Certain situations, known as Guaranteed Issue Rights, allow individuals to switch Medigap plans or enroll in a new one without medical underwriting. These rights mean that insurers cannot deny coverage or charge more due to an individual’s health conditions. Individuals typically have a 63-day window to exercise these rights after a qualifying event, which often starts 60 days before the event.
One common scenario is losing employer-sponsored group health coverage that supplemented Medicare. If this coverage ends, individuals have a guaranteed issue right to enroll in a Medigap plan, provided they apply within 63 days of the coverage termination. This also applies if a Medigap policy is terminated through no fault of the policyholder, for example, if the Medigap plan goes out of business or leaves the market. In such cases, the individual has up to 63 days after their current Medigap coverage ends to secure a new policy.
Moving out of a Medigap plan’s service area also triggers a guaranteed issue right. For instance, if an individual moves to a new address outside their current plan’s service area, they can switch to a new Medigap plan.

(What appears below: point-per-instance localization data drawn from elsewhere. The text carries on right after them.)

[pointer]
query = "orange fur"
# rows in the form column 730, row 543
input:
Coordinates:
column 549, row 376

Similarly, if a Medicare Advantage plan is leaving the service area or the individual moves out of its service area, they qualify for a guaranteed issue right to switch back to Original Medicare and enroll in a Medigap plan. This right applies for 60 days before and up to 63 days after the Medicare Advantage plan coverage ends.

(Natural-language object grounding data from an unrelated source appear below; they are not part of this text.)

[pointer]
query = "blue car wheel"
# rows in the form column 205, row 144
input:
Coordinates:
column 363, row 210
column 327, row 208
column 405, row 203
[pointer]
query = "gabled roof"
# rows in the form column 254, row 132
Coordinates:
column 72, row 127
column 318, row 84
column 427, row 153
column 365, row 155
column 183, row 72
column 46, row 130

Another set of guaranteed issue rights relates to Medicare Advantage “trial rights.” For example, if an individual joined a Medicare Advantage plan when first eligible for Medicare and disenrolls within the first year, they have a right to switch back to Original Medicare and purchase a Medigap plan. This also applies if an individual dropped a Medigap policy to join a Medicare Advantage plan for the first time and then disenrolls within the first 12 months. These trial rights allow individuals to return to Medigap without medical underwriting.
When an individual wishes to change their Medigap plan but does not qualify for a Guaranteed Issue Right, the new insurance company can use medical underwriting. This process involves the insurer reviewing an applicant’s health information to decide whether to offer coverage and at what cost. Insurers may ask health questions about an applicant’s medical history, current conditions, and medications.
Based on this assessment, the insurance company may deny coverage, charge higher premiums, or impose a waiting period for pre-existing conditions. A waiting period means the new policy will not cover expenses related to certain pre-existing conditions for up to six months. This makes changing Medigap plans outside of the protected enrollment periods more challenging and carries the risk of denial or increased costs.